- VHS cover
- Based on: The Worst Witch by Jill Murphy
- Screenplay by: Mary Pleshette Willis
- Directed by: Robert W. Young
- Starring: Diana Rigg Tim Curry Charlotte Rae Fairuza Balk
- Country of origin: United Kingdom
- Original language: English

Production
- Executive producer: Hilary Heath
- Producer: Colin Shindler
- Cinematography: Ian Hollands
- Editor: Andrew Denny
- Running time: 70 minutes
- Production company: Central

Original release
- Network: ITV
- Release: 1 November 1986

= The Worst Witch (film) =

1986 British television film

The Worst Witch is a 1986 British musical fantasy television film based on the first children's book in The Worst Witch series, written in 1974, by the English author Jill Murphy.
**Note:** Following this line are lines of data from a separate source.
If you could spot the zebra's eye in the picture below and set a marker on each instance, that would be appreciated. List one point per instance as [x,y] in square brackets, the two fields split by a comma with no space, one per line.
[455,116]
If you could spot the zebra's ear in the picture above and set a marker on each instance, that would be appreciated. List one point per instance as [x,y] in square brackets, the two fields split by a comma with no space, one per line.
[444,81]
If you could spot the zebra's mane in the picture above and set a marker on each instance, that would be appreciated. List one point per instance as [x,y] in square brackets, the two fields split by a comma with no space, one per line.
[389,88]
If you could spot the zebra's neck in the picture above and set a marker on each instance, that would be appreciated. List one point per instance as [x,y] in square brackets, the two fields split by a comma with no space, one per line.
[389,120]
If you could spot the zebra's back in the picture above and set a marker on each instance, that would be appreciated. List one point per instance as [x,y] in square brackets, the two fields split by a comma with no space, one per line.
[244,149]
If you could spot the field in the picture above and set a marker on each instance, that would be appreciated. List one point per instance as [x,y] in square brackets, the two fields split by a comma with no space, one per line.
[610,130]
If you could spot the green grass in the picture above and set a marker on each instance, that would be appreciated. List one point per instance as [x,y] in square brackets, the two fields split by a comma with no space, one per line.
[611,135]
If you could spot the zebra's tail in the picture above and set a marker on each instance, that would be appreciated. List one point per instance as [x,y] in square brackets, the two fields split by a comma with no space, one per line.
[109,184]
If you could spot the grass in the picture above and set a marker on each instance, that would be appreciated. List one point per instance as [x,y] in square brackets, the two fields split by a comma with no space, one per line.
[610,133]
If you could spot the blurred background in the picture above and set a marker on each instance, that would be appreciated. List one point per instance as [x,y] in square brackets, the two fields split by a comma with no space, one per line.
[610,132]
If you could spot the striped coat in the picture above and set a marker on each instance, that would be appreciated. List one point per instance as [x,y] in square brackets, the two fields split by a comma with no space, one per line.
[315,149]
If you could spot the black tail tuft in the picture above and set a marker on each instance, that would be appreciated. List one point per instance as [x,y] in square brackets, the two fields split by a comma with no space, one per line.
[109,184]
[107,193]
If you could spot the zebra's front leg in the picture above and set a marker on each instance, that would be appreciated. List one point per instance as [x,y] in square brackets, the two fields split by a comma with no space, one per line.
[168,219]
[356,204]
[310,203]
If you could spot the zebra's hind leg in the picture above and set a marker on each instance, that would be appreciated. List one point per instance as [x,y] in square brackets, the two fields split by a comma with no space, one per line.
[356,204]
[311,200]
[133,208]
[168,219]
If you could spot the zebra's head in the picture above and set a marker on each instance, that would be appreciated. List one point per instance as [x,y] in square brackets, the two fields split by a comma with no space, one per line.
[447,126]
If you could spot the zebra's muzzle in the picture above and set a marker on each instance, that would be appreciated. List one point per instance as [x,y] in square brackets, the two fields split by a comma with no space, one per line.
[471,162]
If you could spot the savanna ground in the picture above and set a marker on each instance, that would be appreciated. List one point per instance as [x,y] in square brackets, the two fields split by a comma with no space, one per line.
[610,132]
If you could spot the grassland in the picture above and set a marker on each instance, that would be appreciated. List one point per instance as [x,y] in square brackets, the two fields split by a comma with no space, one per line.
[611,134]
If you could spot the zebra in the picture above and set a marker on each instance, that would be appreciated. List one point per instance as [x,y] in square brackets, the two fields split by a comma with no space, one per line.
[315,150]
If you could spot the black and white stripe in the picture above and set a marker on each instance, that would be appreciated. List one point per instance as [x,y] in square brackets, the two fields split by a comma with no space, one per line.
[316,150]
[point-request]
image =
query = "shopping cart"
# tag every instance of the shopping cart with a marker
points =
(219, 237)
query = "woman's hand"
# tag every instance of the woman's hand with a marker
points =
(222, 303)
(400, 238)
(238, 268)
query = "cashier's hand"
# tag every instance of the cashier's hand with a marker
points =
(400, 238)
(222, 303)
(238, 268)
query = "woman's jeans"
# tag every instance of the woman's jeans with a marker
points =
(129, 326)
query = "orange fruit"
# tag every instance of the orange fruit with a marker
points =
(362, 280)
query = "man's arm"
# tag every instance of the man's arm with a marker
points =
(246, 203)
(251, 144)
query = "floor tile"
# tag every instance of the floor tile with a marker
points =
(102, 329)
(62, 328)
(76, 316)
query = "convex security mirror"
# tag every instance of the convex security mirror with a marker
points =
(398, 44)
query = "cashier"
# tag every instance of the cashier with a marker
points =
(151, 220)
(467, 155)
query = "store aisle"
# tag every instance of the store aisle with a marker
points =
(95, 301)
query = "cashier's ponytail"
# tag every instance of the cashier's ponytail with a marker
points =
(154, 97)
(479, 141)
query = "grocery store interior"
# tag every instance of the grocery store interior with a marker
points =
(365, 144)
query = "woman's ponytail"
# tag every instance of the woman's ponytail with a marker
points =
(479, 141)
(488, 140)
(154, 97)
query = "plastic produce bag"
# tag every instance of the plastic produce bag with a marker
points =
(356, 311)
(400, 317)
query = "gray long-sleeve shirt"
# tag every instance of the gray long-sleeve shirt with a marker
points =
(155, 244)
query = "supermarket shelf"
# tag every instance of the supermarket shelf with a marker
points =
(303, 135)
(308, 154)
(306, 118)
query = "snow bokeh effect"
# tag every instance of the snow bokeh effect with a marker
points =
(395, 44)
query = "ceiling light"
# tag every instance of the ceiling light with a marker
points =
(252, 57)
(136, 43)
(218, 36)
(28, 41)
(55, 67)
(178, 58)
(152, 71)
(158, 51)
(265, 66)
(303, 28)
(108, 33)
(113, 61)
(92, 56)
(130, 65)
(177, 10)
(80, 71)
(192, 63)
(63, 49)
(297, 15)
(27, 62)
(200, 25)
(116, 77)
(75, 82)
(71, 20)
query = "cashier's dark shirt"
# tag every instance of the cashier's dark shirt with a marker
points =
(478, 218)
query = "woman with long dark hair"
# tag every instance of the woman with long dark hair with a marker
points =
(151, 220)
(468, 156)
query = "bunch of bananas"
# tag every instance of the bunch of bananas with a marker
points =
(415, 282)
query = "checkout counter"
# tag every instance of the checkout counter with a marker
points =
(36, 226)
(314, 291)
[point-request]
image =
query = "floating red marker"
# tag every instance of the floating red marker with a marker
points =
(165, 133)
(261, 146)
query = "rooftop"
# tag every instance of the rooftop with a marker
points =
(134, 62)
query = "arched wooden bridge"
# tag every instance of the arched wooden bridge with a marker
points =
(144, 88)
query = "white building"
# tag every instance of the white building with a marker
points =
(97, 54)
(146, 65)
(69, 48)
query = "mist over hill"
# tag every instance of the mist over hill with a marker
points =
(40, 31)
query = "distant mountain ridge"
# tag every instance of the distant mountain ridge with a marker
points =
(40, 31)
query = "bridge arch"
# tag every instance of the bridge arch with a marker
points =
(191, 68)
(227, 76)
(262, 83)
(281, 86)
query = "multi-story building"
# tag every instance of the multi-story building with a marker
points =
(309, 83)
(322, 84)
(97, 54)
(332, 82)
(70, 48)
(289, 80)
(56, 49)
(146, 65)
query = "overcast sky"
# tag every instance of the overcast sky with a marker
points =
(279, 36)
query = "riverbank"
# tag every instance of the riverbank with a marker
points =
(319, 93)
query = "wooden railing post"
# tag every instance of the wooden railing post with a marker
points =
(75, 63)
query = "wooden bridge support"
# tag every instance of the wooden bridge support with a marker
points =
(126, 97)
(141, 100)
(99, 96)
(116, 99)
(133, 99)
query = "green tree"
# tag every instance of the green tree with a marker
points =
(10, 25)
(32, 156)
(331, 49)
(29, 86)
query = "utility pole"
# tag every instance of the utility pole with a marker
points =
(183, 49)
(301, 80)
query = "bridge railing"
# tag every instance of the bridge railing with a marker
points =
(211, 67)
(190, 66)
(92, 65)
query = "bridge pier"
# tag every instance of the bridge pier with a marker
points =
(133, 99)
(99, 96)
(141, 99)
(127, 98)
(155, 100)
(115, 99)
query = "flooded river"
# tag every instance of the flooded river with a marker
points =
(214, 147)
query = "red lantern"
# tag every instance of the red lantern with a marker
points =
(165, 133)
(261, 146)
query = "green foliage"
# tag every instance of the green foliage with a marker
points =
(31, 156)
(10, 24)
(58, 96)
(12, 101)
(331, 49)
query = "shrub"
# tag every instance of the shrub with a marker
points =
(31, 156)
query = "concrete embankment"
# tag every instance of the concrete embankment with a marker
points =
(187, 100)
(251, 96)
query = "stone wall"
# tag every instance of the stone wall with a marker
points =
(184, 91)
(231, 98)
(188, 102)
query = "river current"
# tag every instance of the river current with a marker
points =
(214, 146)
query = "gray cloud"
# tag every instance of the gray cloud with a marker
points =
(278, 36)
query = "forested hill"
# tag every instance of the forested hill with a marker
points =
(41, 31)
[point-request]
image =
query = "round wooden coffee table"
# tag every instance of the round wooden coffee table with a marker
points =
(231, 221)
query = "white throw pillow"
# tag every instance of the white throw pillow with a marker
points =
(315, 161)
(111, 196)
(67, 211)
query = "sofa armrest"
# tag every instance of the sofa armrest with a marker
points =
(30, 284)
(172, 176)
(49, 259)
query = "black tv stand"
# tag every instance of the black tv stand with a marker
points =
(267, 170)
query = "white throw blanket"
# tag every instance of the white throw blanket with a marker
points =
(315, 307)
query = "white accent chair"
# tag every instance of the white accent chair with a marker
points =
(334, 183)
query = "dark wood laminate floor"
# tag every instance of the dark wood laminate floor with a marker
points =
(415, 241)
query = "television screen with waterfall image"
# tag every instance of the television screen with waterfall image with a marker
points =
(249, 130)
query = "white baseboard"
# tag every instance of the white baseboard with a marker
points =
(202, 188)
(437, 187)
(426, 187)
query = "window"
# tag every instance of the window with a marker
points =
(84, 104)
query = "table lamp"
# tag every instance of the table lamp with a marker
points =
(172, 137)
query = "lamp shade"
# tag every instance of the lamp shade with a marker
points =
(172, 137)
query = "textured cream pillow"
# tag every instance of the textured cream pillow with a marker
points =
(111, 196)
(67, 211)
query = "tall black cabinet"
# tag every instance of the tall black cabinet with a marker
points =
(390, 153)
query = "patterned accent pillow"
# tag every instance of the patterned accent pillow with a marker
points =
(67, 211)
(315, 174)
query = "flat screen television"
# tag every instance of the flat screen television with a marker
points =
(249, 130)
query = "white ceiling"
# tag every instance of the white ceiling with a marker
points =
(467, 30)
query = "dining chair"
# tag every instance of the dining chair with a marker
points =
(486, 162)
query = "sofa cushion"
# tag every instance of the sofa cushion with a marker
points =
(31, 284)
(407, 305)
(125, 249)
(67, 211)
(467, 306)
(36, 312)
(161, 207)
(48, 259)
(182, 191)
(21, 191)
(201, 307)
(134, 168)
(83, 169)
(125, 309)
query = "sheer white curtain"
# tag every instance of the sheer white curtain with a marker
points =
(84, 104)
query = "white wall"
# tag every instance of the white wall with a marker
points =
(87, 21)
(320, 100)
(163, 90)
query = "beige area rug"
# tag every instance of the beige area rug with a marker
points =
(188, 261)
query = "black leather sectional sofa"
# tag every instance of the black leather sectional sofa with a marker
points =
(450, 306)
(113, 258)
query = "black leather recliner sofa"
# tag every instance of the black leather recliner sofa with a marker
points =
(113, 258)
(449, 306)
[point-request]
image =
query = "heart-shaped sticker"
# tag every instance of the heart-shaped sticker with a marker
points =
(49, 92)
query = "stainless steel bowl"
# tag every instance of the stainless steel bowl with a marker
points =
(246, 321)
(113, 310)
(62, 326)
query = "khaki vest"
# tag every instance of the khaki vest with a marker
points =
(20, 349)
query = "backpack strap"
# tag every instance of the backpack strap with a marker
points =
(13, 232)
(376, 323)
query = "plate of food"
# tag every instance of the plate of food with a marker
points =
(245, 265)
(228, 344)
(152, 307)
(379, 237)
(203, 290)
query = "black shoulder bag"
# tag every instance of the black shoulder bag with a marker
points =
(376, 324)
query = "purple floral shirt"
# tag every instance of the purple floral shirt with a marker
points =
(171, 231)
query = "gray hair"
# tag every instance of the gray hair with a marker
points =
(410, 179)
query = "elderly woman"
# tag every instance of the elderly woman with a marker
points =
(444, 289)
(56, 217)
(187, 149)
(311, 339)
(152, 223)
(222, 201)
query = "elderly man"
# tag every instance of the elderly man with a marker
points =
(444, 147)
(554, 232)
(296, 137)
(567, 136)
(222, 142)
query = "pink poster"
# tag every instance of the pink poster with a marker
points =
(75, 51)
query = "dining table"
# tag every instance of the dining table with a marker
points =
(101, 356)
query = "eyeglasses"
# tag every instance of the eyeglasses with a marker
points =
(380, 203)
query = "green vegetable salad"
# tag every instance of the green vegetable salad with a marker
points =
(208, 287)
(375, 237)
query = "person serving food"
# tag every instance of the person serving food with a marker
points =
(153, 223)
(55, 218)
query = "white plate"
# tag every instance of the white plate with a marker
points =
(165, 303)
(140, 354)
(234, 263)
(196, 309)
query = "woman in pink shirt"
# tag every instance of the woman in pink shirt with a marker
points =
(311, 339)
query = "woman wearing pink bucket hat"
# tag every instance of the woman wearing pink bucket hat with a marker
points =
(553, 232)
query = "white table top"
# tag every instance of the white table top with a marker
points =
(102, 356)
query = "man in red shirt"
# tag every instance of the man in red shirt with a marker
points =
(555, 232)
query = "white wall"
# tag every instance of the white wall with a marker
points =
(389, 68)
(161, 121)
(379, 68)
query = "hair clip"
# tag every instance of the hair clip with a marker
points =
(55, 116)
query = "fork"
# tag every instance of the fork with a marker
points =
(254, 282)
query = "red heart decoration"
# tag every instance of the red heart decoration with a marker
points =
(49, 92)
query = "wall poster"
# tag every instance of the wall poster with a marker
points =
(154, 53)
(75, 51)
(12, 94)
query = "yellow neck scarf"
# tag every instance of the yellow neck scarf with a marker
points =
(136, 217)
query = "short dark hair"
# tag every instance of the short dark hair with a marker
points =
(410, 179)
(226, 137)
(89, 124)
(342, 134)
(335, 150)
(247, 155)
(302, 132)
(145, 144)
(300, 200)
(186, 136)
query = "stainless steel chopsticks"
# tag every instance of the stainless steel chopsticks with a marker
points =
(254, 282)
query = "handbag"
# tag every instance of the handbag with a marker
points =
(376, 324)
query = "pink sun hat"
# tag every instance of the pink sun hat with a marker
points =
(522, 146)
The film stars Fairuza Balk as Mildred Hubble, who is the "Worst Witch" at Miss Cackle's Academy for Witches. Charlotte Rae plays Miss Cackle, Diana Rigg stars as Miss Hardbroom, and Tim Curry plays the Grand Wizard who appears at Halloween. The opening and closing song, "Growing Up Isn't Easy", is performed by the English West End theatre star Bonnie Langford. Several television series and adaptations have aired for both ITV and the BBC between 1998 and 2020.

==Plot==
The story revolves around Mildred Hubble, who is invariably the "Worst Witch" at Miss Cackle's Academy for Witches. Mildred causes many mishaps, including being late for school, making all of her classmates fall down, unintentionally turning herself and her friend Maud Warlock invisible, and transforming the class bully Ethel into a pig. The climax surrounds Miss Amelia Cackle's notorious evil twin sister, Agatha, plotting to take over the academy. Ultimately Agatha is foiled by Mildred, and Mildred establishes herself as the hero for the academy.

==Cast==
- Fairuza Balk as Mildred Hubble
- Diana Rigg as Miss Constance Hardbroom
- Charlotte Rae as Miss Amelia Cackle/Agatha Cackle
- Tim Curry as Grand Wizard Egbert Hellibore
- Sabina Franklyn as Miss Spellbinder
- Su Elliot as Delilah
- Danielle Batchelor as Maud Warlock
- Anna Kipling as Ethel Hallow
- Kate Buckley as Donna
- Leila Marr as Pixie Brown
- Liz May Brice as Zoe Chant-Vestry
- Katrina Heath as Sophie Hattrick
- Tara Stevenson as Gloria Hobgoblin
- Laura Heath as Misty Meadow
- Sophie Cook as Natalie Sinister
- Sophie Millett as Verity Sinister
- Julia J. Nagle as Bubble Toil
- Kathryn Lacey as Goodie Twocharm
- Nevena Kaley as Dawn Undercover
- Caroline Woolf as Julie Vanishing
- Amy Shindler as Spinner Webb
- Pui Fan Lee as Prefect

==Production==
The film was shot at St Michael's College in Tenbury Wells, Worcestershire, England.

==Soundtrack==
The film's opening and closing song "Growing Up Isn't Easy" was performed by the West End star Bonnie Langford and was composed by Charles Strouse with lyrics by Don Black. The pair also wrote "Anything Can Happen on Halloween". Denis King composed the film's score and wrote the song "My Little School".